The code below illustrates the repeated measures analysis. We are now using the full data set with all times, so the WHERE statement has been removed. The repeated factor is Sample_Time, which must be listed in the CLASS statement. The subject option tells SAS what base experimental unit is measured each time (Rep*variety*Fertilizer) and the autoregressive AR(1) structure has been specified.

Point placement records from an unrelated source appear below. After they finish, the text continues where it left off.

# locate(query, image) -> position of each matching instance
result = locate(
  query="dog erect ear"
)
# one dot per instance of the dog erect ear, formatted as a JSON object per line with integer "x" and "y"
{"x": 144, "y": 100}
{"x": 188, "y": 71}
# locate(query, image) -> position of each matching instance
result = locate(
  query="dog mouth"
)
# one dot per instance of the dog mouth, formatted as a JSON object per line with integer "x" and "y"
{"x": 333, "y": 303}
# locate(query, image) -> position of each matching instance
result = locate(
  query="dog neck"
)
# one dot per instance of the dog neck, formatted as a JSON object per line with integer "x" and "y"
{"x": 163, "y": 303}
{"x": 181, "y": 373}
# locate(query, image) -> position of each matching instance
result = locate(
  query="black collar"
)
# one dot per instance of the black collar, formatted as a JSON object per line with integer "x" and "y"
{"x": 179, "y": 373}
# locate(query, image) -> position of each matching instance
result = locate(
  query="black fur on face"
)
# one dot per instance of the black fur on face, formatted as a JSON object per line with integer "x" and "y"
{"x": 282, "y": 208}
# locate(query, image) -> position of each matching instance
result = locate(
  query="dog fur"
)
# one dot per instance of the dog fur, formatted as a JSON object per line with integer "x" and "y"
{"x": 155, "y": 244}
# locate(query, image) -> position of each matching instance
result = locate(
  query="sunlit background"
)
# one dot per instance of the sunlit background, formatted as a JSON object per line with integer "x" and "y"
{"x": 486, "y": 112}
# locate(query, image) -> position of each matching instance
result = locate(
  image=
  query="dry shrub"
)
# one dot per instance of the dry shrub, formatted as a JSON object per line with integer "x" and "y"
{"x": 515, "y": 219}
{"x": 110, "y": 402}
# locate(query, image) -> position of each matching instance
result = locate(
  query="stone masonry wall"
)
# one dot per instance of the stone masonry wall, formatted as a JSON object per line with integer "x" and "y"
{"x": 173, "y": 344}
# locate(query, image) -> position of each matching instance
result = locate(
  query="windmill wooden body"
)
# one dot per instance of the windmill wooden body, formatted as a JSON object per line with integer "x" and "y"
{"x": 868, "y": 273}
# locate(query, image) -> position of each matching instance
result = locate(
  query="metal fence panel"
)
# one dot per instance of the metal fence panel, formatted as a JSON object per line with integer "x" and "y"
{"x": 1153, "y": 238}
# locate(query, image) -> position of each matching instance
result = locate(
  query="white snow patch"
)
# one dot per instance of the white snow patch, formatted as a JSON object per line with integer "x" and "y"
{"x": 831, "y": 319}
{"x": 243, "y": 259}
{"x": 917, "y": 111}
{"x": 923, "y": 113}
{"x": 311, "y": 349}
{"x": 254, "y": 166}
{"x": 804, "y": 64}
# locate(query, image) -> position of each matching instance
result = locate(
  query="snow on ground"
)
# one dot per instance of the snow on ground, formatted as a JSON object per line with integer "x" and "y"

The resulting output can then be considered to be “adjusted” for time correlation effects.

PROC MIXED plots=(studentpanel) DATA=YIELD;
CLASS Variety Fertilizer Rep Sample_Time;
MODEL YIELD = Variety Fertilizer Variety*Fertilizer ;
RANDOM Rep;
REPEATED Sample_Time / SUBJECT=Rep*Variety*Fertilizer TYPE=ar(1);
LSMEANS Variety Fertilizer Variety*Fertilizer /cl pdiff;
CONTRAST 'Linear trend' Fertilizer -1 0 1;
CONTRAST 'Quadratic trend' Fertilizer 1 -2 1;

ods output LSMeans=means;

run;

# References:

Claassen, E. A., R. D. Wolfinger, G. A. Milliken, and W. W. Stroup. 2018. SAS for Mixed Models: Introduction and Basic Applications. United States: SAS Institute.